1. A que se vaya la luz.

Durante las escasas pero torrenciales lluvias veraniegas, no es cosa rara que uno o varios postes de electricidad se colapsen por los vientos huracanados. Y bueno, el aire acondicionado gracias al cual tus veranos son menos miserables necesita electricidad para hacerte la vida más fácil. Y si la luz no vuelve antes de que oscurezca, pasamos a la siguiente tragedia…

 

2. Al ataque de los mosquitos.

Porque dice mi abuelita que antes se podía dormir afuera de las casas en “tiempo de calor” sin miedo a la inseguridad… o a enfermarte de dengue.

 

3. A la mirada severa y terrorífica de tu mamá… y también a la chancla.

Porque las madres sonorenses son cosa seria.

 

4. A rasparte las rodillas en la banqueta durante el verano.

Porque no sería un simple raspón, más bien estaríamos hablando de una quemadura de tercer grado. Si te ha pasado, ¡lo sabes!

 

5. A las cámaras de los celulares durante el FAOT en Álamos o durante la Semana Santa en San Carlos.  

O a cualquier otra cosa que pueda ser un recordatorio de tus actividades durante dichos eventos, porque NO quieres evidencia de lo que hiciste ahí.

 

6. A los hot dog en “medias noches”.

Con tu “doguero” favorito nunca ha pasado, pero te preguntas si alguien en nuestro bello y adorado estado cometerá el sacrilegio de vender dogos en pan industrial… ¡con la chulada de pan que ofrecen las panaderías locales!

 

7. A que se te quede el carro al mediodía en julio.

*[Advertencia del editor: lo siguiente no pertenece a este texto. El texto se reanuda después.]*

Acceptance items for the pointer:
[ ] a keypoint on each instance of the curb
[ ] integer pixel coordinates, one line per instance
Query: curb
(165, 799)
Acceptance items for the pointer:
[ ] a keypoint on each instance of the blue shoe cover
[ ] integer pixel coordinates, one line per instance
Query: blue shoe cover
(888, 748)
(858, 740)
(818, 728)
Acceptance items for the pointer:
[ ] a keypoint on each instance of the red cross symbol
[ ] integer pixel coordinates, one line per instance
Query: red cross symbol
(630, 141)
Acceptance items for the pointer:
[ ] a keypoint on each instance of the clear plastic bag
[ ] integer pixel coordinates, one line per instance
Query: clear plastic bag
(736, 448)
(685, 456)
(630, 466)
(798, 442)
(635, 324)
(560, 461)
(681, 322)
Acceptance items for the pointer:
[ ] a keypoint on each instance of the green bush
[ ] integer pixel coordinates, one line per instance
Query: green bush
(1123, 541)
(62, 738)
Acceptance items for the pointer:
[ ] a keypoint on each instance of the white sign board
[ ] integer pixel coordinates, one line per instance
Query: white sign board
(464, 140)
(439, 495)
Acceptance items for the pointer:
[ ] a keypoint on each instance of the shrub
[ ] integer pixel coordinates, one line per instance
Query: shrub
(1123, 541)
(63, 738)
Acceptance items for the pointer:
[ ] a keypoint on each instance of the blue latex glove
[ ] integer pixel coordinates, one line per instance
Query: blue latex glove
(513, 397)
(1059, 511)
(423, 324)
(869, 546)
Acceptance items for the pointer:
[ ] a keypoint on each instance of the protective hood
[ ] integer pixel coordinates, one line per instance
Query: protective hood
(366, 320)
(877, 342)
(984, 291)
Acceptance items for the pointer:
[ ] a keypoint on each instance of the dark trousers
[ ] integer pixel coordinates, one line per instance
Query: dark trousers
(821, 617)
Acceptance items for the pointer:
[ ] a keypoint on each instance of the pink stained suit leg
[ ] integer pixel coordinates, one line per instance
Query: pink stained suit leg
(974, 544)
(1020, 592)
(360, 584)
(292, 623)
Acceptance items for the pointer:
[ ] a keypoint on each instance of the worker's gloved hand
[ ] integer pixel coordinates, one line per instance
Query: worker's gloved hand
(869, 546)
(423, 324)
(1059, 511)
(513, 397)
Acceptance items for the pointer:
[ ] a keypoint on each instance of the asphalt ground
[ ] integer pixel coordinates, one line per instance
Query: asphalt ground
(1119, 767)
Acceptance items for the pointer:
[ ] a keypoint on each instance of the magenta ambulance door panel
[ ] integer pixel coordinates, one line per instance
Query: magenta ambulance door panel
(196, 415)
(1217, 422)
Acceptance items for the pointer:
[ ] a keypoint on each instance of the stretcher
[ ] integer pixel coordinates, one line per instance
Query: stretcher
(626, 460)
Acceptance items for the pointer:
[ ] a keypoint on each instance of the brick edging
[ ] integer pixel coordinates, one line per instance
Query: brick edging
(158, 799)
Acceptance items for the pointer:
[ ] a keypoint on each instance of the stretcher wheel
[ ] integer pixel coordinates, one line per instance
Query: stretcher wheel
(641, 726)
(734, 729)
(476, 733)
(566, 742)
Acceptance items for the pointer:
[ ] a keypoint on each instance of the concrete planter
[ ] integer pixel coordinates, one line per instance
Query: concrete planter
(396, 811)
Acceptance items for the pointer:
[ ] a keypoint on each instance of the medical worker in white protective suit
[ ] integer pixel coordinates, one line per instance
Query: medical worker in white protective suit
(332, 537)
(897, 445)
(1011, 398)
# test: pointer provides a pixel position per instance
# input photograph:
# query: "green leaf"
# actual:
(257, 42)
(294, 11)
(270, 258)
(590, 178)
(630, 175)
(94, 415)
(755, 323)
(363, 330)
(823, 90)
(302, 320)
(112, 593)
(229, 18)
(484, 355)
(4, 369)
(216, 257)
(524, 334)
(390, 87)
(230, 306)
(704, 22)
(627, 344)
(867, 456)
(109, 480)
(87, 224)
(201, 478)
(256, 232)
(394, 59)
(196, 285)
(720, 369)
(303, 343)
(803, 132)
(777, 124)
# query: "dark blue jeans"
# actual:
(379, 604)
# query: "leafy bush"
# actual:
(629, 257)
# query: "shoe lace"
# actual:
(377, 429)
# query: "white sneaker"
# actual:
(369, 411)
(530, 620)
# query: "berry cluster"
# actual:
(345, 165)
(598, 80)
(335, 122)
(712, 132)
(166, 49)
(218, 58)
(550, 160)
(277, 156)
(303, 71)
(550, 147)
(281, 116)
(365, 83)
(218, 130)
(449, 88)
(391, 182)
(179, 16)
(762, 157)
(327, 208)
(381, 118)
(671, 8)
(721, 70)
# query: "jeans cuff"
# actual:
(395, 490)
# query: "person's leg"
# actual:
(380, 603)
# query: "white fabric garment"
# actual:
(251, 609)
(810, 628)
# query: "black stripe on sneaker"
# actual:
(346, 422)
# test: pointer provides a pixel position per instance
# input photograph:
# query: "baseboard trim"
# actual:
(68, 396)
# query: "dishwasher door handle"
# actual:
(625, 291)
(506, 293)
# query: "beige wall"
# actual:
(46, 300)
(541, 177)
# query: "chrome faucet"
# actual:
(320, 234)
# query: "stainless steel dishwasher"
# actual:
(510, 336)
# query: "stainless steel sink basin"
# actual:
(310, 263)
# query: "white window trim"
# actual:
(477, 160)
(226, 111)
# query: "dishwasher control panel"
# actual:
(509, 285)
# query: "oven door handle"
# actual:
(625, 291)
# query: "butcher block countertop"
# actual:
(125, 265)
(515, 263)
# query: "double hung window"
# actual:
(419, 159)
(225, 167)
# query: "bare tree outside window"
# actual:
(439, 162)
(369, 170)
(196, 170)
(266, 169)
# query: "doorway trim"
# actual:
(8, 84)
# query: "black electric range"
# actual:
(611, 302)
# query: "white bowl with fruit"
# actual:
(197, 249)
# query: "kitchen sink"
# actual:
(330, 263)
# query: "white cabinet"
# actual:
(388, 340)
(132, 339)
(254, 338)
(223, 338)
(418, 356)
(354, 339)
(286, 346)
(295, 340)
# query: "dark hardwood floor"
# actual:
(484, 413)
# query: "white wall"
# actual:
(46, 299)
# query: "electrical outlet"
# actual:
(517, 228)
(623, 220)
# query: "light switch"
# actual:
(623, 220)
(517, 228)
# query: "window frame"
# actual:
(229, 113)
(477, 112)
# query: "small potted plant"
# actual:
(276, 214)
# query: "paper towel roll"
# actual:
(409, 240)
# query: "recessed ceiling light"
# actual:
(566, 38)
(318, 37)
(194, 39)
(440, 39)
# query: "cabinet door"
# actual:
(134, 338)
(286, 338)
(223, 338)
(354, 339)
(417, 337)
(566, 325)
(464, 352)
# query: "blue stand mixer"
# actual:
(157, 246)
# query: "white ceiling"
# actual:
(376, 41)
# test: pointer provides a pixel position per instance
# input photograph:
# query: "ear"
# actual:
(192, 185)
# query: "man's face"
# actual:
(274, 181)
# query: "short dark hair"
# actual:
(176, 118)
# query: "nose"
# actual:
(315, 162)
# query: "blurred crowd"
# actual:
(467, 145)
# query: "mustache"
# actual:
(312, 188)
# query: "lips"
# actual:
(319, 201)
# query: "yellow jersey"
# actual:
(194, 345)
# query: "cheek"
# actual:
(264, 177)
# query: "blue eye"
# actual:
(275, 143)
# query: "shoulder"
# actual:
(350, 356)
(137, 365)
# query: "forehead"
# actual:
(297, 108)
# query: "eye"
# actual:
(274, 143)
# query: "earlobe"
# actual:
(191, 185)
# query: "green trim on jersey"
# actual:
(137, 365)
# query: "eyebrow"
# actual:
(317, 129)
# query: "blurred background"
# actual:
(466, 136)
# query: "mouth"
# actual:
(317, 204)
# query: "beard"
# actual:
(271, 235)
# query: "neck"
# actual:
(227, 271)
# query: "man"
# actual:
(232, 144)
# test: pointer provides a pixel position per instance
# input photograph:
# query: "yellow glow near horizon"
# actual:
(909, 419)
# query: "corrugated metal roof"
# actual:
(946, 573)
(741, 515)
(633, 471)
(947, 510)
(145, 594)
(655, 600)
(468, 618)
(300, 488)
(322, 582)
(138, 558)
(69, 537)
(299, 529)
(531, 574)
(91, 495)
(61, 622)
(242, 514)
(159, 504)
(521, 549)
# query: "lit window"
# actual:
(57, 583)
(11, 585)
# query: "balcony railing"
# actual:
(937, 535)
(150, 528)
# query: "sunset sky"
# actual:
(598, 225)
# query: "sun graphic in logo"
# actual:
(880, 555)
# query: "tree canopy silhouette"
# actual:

Porque las suelas de tus zapatos contra el asfalto acabarán cual cera derretida y el sol sobre tu cabeza te hará preguntarte a quién demonios se le ocurrió fundar una ciudad en medio del desierto. Y si un día te pasa, tendrás que tomarlo como una prueba de fidelidad hacia tus amigos cercanos; solo un compa de a deveras sale al quite en esas condiciones infernales.

 

8. A las cerveza caliente.

Llegar a casa después de un caluroso trayecto buscando refrescarte con una cheve bien fría, para darte cuenta de que se te olvidó meter el cartón al refri…

 

9. A la parte metálica del cinturón de seguridad.

Tu peor enemigo durante el verano desde que tienes uso de razón, junto con los asientos de piel del carro negro de tu papá.

 

10. A nunca volver a probar unos tacos sonorenses.

¡Te puedes imaginar una vida más miserable!

 

11. A perder tu maravilloso acento.

Cuando por una razón u otra acabas emigrando a otro estado o país, sabes que lo primero que peligra es tu preciado y golpeado acento sonorense, y eso te aterroriza. Porque te identifica con tu amada tierra, con tus raíces y tu gente… y porque en navidad no te la vas a acabar con la carrilla de tus parientes.